В ночь перед казнью никто не спит в Колашине. За день до нее выполнены все необходимые приготовления. Поднялась виселица, выстроены войска, зачитаны все необходимые в таком случае приказы. Ждут утра, чтобы свершилось то, чего нельзя избежать. Бой или повешение. Месть генерала или месть оккупантов. Если бы дух повествования промчался бы по домам, палаткам, тюремным камерам, он смог бы создать мозаику, напоминающую другие, тысячелетия насчитывающие картины. Но дух повествования сейчас присутствует при рассказчике, который все еще молод и влюблен. Он страдает от того, что никогда больше не увидит девушку, завтра наверняка они покинут город, неизвестно в каком направлении. Никогда больше он не вернется в Колашин. А заложников повесят, потому как больше некого. Так было всегда, и здешний случай вовсе не исключение.
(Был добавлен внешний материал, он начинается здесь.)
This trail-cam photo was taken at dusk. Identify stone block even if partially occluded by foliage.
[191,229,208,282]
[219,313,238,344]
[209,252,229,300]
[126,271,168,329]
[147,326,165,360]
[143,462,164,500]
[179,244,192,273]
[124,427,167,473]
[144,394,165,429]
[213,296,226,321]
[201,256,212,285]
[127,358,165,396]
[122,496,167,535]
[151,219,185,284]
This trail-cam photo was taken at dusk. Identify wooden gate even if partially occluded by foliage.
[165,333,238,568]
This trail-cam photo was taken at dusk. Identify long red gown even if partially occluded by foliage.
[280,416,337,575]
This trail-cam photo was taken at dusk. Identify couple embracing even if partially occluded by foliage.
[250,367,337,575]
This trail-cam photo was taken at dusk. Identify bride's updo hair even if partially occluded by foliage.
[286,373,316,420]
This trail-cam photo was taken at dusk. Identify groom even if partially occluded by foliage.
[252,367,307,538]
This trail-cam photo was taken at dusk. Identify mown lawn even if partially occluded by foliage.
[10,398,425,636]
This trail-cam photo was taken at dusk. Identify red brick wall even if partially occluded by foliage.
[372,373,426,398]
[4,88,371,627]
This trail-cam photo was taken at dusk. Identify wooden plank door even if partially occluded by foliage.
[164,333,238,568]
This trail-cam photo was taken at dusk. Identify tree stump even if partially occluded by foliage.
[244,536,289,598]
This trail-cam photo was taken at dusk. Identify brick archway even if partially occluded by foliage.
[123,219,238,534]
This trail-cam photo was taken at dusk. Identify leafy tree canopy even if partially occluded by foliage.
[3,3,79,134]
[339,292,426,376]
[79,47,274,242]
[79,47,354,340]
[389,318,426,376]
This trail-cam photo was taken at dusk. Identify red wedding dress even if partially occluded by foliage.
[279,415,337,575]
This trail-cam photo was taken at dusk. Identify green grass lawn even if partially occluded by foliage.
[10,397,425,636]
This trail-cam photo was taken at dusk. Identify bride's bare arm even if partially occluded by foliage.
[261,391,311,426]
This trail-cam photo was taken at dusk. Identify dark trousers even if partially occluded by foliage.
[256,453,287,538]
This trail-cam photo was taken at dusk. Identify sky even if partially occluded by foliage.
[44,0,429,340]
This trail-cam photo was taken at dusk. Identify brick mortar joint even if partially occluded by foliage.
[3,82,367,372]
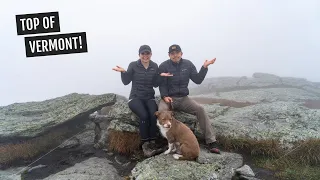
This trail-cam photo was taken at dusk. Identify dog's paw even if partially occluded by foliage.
[164,149,170,154]
[172,154,182,159]
[171,147,177,152]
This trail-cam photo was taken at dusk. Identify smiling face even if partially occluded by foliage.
[169,51,182,62]
[139,51,152,63]
[155,111,173,128]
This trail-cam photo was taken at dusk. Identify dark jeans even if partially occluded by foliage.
[128,99,158,142]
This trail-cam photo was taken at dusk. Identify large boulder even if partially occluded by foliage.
[0,93,116,167]
[0,93,115,142]
[44,157,122,180]
[131,148,243,180]
[190,72,320,95]
[89,73,320,158]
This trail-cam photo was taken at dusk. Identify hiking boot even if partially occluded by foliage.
[142,142,156,157]
[207,141,221,154]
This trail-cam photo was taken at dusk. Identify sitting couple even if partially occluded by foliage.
[113,44,220,157]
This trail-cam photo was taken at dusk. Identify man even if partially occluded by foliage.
[158,44,220,154]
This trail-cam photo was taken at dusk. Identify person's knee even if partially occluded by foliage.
[139,113,149,123]
[197,104,205,114]
[158,99,169,111]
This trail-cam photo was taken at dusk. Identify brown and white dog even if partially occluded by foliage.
[155,111,200,160]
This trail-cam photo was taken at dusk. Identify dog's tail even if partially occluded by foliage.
[173,154,198,161]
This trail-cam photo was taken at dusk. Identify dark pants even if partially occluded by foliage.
[159,96,216,143]
[128,99,158,142]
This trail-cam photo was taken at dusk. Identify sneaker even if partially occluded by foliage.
[207,141,221,154]
[142,142,156,157]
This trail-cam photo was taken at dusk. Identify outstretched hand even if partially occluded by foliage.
[112,66,126,72]
[160,73,173,77]
[203,58,216,68]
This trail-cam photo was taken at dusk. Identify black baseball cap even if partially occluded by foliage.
[169,44,181,53]
[139,45,152,54]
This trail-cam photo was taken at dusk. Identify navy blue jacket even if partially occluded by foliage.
[159,59,208,98]
[121,59,163,99]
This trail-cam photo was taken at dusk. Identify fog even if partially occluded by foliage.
[0,0,320,105]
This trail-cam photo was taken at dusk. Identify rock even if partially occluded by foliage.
[252,72,280,80]
[131,149,243,180]
[28,164,47,173]
[239,175,260,180]
[0,167,26,180]
[236,164,255,177]
[212,102,320,148]
[192,88,320,103]
[44,157,122,180]
[0,93,116,142]
[59,138,80,149]
[190,72,320,96]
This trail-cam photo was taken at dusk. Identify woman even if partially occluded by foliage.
[112,45,170,157]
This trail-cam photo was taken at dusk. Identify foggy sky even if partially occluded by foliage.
[0,0,320,106]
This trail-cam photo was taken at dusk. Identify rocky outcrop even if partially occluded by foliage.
[132,149,243,180]
[44,157,122,180]
[0,93,115,143]
[92,73,320,154]
[190,72,320,95]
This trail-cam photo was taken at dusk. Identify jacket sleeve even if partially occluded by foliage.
[152,66,164,88]
[121,63,133,85]
[159,64,169,98]
[190,62,208,84]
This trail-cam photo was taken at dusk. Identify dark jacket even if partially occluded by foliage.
[159,59,208,98]
[121,59,162,99]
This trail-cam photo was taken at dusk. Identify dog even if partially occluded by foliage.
[155,111,200,161]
Он это знает, потому что хорошо слышит и видит. За спиной Зайфрида — дорога, уставленная виселицами. Словно он тот самый кончик карандаша, который проводит линию новой справедливости и нового закона. Одновременно обозначая новые границы. Или перечеркивая прежние, кто его знает.

Генерал не придет с войском, потому что войска у него нет. И сам не явится, время еще не пришло.

Отца его освободят от угрозы смерти, он отправится в изгнание. Брата повесят. Костич со временем даже имя его подзабудет, не припомнит точно, как его звали, Влайко или Милан. Назвав палача другим именем, он другим назовет и жертву. Пациента, как говорил палач, потому что не желал брать на себя ответственность за свершенную казнь. Священника не было, только воинское каре и церемония, путь к эшафоту, где стояла черная фигура Зайфрида. Было тепло, пот стекал по позвоночнику, то ли от восхождения, то ли от страха. Будто они на Голгофу поднимаются, этот молодой Вешович, что не вовремя вернулся из Парижа, чтобы сложить голову, потому что где-то так было записано. Он, как и остальные, нес свой невидимый крест. «Нет смерти без судного дня…» — стучало в голове у Костича и изливалось чернильными строчками на бумагу. Его не было рядом с виселицей, он даже издалека не желал смотреть на нее.

В тот день, когда вся Черногория затаила дыхание, сама вспотев от восхождения, Зайфрид, словно на показательном выступлении, мгновенно перевел молодого Влайко Вешовича из жизни в смерть. Последние слова он произнес именно такие, какие и ожидались от патриота, но Зайфрид слышал подобное бесчисленное множество раз, а Костич — ни разу. Потому что его не было рядом с виселицей, и потому он не может быть свидетелем. Как таковым не может быть и генерал Радомир Вешович, войско которого с последней надеждой на спасение ждет приговоренный к смерти. Он не верит в свою смерть, и смерть тоже не радуется этому молодому человеку, которого вешают ровно через два года после покушения на светлейшего эрцгерцога.